The former comptroller of a Louisiana community college has been sent to prison for wire fraud after abusing her network access to issue fraudulent refunds.
Carol Bates admitted committing wire fraud from 2013 to 2016 while working at Bossier Parish Community College (BPCC). The 50-year-old Shreveport resident conspired with her sister Audrey Williams and nine other individuals to steal money from her employer.
Bates and Williams recruited nine individuals including Faith Alexander and 36-year-old Marquise Perry to act as money mules in the fraudulent scheme.
Using the network privileges that came with her position at the college, Bates accessed an internal BPCC database and made fraudulent entries falsely showing that the college owed refunds to the individuals who had been recruited.
Once the money had been paid out to the mules, between half and two-thirds of the total amount was paid out to Bates or Williams.
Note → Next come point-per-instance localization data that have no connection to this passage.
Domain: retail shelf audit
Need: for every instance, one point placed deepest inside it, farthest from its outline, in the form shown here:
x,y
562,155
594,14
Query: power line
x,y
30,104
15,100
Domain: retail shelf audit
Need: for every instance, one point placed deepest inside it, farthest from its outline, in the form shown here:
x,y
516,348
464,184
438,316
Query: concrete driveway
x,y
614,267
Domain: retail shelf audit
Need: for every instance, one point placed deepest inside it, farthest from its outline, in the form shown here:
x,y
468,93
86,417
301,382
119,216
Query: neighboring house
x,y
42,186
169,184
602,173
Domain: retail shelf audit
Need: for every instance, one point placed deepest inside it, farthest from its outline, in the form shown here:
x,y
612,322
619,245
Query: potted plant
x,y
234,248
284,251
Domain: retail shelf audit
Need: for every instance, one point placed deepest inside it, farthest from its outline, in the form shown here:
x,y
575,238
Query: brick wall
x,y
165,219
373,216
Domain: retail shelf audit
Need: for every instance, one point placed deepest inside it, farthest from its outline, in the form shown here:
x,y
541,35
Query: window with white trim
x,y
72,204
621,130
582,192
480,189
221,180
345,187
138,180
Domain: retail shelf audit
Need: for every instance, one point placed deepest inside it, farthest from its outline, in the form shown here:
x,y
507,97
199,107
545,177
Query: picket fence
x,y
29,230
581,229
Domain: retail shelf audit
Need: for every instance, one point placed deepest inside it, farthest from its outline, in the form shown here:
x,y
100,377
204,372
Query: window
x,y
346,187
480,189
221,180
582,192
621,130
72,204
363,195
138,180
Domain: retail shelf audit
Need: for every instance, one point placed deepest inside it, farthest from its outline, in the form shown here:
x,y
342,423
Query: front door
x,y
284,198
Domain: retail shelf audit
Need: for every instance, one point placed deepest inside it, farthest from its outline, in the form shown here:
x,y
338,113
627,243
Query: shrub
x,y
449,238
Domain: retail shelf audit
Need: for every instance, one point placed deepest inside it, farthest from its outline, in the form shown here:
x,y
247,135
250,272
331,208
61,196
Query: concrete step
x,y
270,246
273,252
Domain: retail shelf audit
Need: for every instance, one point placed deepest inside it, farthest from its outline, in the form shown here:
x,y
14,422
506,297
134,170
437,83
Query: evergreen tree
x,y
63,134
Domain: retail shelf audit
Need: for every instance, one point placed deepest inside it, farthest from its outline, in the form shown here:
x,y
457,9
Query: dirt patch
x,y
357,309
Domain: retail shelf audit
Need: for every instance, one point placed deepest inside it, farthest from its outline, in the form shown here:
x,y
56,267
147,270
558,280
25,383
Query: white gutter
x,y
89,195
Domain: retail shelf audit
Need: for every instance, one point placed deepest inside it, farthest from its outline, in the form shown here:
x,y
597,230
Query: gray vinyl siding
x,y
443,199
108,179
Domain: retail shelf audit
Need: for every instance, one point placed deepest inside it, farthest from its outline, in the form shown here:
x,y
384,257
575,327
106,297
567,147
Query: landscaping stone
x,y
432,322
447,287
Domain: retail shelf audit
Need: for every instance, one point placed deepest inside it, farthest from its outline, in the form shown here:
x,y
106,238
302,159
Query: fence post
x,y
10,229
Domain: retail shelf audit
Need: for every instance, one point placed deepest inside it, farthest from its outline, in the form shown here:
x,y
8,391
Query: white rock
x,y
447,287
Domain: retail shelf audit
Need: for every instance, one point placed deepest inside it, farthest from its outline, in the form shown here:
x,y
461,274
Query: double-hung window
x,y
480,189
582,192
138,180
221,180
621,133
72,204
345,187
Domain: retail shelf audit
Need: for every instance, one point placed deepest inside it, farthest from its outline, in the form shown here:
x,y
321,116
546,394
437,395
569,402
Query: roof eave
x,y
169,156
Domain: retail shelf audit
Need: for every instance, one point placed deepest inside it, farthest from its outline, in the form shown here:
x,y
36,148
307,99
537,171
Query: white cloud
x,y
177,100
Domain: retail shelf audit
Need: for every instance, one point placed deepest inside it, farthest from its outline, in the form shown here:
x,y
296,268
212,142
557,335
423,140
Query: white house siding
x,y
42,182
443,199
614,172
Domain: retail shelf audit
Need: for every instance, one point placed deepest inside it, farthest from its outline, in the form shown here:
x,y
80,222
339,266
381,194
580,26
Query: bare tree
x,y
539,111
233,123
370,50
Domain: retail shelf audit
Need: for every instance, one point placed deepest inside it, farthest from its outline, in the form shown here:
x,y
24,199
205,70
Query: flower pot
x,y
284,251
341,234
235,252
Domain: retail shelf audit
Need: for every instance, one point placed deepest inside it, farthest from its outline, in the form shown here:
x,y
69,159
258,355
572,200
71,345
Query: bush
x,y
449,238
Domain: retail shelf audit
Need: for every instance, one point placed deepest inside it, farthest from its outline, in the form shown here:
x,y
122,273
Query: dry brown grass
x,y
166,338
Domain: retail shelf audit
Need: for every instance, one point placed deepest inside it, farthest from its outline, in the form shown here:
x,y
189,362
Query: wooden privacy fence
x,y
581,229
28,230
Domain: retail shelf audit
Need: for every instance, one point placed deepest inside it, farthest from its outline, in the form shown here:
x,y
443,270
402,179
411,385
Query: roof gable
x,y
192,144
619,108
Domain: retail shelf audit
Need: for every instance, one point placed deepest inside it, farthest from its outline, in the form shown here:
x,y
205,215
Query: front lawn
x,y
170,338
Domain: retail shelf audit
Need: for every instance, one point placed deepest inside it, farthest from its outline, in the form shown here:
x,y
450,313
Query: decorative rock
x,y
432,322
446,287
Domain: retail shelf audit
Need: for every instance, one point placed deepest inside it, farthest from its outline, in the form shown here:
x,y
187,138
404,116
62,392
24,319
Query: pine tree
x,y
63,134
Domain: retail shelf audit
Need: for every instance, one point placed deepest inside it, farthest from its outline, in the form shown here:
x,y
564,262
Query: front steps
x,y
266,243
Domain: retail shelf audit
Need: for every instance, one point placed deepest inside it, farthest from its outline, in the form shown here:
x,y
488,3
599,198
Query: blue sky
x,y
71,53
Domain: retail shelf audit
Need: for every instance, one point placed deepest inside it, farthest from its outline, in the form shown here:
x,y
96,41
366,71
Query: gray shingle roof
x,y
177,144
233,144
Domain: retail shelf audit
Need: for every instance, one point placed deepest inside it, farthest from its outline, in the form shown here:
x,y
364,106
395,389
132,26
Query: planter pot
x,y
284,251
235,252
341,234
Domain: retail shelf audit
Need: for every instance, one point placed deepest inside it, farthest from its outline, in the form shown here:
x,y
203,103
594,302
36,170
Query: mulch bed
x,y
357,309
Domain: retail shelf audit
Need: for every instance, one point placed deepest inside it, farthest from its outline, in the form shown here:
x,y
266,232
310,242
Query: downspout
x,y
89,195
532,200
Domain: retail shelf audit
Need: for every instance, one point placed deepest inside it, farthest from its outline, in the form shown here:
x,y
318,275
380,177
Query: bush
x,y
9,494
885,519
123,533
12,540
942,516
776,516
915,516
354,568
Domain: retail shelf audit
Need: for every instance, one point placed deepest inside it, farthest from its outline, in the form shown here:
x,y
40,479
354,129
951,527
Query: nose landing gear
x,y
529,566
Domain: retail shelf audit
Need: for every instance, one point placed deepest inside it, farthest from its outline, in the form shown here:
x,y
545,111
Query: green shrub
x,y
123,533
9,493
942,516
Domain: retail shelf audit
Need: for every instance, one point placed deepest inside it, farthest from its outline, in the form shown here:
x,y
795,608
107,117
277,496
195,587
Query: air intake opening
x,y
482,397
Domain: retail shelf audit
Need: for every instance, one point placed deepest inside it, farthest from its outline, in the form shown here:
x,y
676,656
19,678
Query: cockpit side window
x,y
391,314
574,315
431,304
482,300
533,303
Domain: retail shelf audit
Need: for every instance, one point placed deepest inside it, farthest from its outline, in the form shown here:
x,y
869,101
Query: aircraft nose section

A total of $286,987.08 was transferred by BPCC in 45 fraudulent refunds thanks to the actions of Bates.
From 2014 through 2016, Alexander received eight refunds totaling $45,482.65. Perry received seven refunds totaling $49,524.65 from 2015 through 2016.
None of the individuals who received the refunds were qualified to do so. Most of the individuals were not even attending BPCC during the semesters in which they received the money.
Bates and her co-defendants, Alexander, Perry, and Williams, all of Shreveport, were indicted on June 27, 2019, and charged with conspiracy to commit wire fraud and wire fraud.
On July 20, 2020, Bates pleaded guilty, and on February 22, she was sentenced to 60 months in prison followed by three years of supervised release. Bates was also ordered to pay restitution in the amount of $286,987.08.
Louisiana inspector general Stephen Street said: “Ms. Bates engaged in a deliberate and complex scheme to steal hundreds of thousands of taxpayer dollars from an institution of higher learning, with no regard for the significant harm it would cause.”
Perry pleaded guilty on December 9, 2019, and was sentenced on December 11, 2020, to five years of supervised probation. She was also ordered to pay $49,524.65 in restitution.
A sentencing hearing has not yet been scheduled for Williams, but Alexander’s is due to take place on March 22.